Q : Who can reap the benefit of the 18th Amendment and get elected for the third term?
This would help another person who had been twice elected to office. But that will come in 10 or 12 years’ time. I don’t think it will help anybody. With regard to the past disqualification they have not done anything to remove that. Some wording could have been included but without doing that they just repealed the old law. Consequently, the disqualification remains.
Q : On what interpretation of the law do you say this?

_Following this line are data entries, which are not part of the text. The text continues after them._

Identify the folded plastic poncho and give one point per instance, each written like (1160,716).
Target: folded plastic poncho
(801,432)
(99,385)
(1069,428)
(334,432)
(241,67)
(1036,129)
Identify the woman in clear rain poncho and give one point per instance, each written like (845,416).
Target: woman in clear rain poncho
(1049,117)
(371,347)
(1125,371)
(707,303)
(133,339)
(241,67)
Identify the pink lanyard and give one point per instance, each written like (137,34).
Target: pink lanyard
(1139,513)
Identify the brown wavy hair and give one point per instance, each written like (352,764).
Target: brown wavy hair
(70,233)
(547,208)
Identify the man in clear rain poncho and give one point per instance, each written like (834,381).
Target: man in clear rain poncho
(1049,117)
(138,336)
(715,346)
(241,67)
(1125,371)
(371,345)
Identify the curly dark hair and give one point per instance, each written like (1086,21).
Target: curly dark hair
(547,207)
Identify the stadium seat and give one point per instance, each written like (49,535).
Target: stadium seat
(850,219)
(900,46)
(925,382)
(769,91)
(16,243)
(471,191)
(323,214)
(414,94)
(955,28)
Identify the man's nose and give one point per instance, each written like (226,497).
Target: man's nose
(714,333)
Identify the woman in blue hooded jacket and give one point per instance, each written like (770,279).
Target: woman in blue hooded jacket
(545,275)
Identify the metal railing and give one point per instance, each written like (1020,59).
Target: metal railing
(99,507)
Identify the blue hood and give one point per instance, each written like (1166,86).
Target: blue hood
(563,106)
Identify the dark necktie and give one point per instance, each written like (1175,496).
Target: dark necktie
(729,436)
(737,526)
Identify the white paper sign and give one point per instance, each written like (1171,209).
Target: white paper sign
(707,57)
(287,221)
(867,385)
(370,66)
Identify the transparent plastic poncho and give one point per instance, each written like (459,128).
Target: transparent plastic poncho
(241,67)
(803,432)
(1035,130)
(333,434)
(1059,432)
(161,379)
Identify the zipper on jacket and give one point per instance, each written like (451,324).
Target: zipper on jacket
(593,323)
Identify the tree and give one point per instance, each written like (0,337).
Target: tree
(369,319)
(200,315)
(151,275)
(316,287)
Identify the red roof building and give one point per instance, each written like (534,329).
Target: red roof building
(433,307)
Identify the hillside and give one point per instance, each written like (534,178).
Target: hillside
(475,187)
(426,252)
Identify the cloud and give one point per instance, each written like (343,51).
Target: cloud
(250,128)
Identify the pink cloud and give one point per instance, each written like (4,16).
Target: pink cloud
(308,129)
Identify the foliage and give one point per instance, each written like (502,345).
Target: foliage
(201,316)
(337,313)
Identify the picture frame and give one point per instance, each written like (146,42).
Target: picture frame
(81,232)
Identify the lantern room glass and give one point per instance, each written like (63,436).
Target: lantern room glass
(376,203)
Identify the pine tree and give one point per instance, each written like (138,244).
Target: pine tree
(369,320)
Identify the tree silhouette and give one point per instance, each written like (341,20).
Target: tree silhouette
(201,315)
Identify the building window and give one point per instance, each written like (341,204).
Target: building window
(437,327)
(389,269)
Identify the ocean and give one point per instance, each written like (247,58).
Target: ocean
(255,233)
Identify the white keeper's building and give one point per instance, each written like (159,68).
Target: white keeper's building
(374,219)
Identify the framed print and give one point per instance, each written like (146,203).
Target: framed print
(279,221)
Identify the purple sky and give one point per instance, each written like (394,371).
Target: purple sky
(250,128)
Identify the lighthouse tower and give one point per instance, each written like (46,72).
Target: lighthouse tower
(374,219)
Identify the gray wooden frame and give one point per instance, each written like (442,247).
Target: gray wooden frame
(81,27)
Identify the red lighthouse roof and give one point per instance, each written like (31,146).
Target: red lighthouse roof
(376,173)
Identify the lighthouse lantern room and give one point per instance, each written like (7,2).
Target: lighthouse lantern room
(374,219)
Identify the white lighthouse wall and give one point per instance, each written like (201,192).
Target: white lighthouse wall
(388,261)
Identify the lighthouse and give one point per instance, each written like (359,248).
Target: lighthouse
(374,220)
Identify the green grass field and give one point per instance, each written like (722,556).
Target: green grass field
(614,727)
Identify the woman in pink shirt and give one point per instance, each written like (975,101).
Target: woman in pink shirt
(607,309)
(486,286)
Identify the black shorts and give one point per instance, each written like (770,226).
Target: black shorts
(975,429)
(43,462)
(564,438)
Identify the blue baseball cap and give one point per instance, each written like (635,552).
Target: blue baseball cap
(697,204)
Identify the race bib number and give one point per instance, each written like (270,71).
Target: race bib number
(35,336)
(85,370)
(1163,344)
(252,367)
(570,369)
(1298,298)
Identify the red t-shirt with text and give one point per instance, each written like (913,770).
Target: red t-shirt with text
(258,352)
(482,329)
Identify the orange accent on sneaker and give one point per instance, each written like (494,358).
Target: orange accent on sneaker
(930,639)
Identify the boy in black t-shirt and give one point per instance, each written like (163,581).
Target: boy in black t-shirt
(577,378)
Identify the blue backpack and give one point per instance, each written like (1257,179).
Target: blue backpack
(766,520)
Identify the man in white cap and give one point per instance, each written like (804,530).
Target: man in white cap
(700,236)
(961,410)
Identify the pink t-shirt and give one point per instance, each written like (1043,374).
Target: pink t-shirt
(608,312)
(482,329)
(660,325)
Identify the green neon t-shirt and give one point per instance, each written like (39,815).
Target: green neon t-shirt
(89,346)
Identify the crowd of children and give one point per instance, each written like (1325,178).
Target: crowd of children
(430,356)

Section 6 of the Interpretation Ordinance is clear on this. “A repeal does not affect anything that has been [construed] as a right, liability or anything that has been suffered under an earlier law”. For example a man commits an offence such as rape and he is sent to jail and Parliament repeals that section of the law that deals with the offence and enacts a new article. That does not mean that the person sent to jail for rape can come out even though that penal section has been removed and because he had already suffered that penalty. In any event, in a Constitution, there can’t be retrospective law because the Constitution is the supreme law of the land. So although Parliament can make retrospective laws, there is no enabling provision for the Parliament to amend the Constitution retrospectively. So President Rajapaksa has had a disqualification imposed by the supreme law of the land so that can’t be taken away later on. That has become part and parcel of this system. Now he is disqualified from being elected.
Q : What consequences could the President suffer due to this disqualification to contest for a third term?
There are so many consequences. One is that he cannot make use of a third amendment to the Constitution and have a premature election after four years. This is what J. R. Jayewardene did. Presidential term was six years and J. R. Jayewardene amended the Constitution in 1982 by the Third Amendment after four years in power, I can call for a fresh mandate. Now that is to ‘time election’. The President thereby got the power to time the election. So Mr. Jayewardene brought in his amendment because at that time of 1982 Mrs. Bandaranaike was deprived of her civic rights so there was no strong opponent. So he quickly amended the Constitution and got this four year term. Others also had been using this four-year term. President Kumaratunga did it and President Rajapaksa did that. They get a huge advantage of timing the election. Anytime after four years and they can manipulate and they had been successful so far. That is why all these Presidents can’t be defeated when they are in office.
A important thing that our people must do is that they must prevent the use of excessive power whereby politicians can time elections and manipulate election results.
By timing elections the people of this country have been deprived of their democratic rights .
Q : According to the 18th Amendment the President appoints the Attorney General and Supreme Court judges and the Elections Commissioner. Do you think that your arguments against the President’s right to contest for a third term will be entertained?
That is why I am personally going to the Supreme Court to tell the Court it is not a creature of President Rajapaksa. That is my first submission. The Supreme Court of Sri Lanka was set up in 1802. It has a history of 212 years so it is an independent institution. We have to tell the judges you forget who appointed you. Now I said President Chandrika Kumaratunga’s terms ended. She appointed me. After she appointed me, I become independent. We have to tell the judges please cut yourself off from the shackles of President Rajapaksa. If you give a ruling in that perspective, President Rajapaksa is out. If you believe that President Rajapaksa is going to be there then only will a problem arise. We have to create a situation where we can challenge him.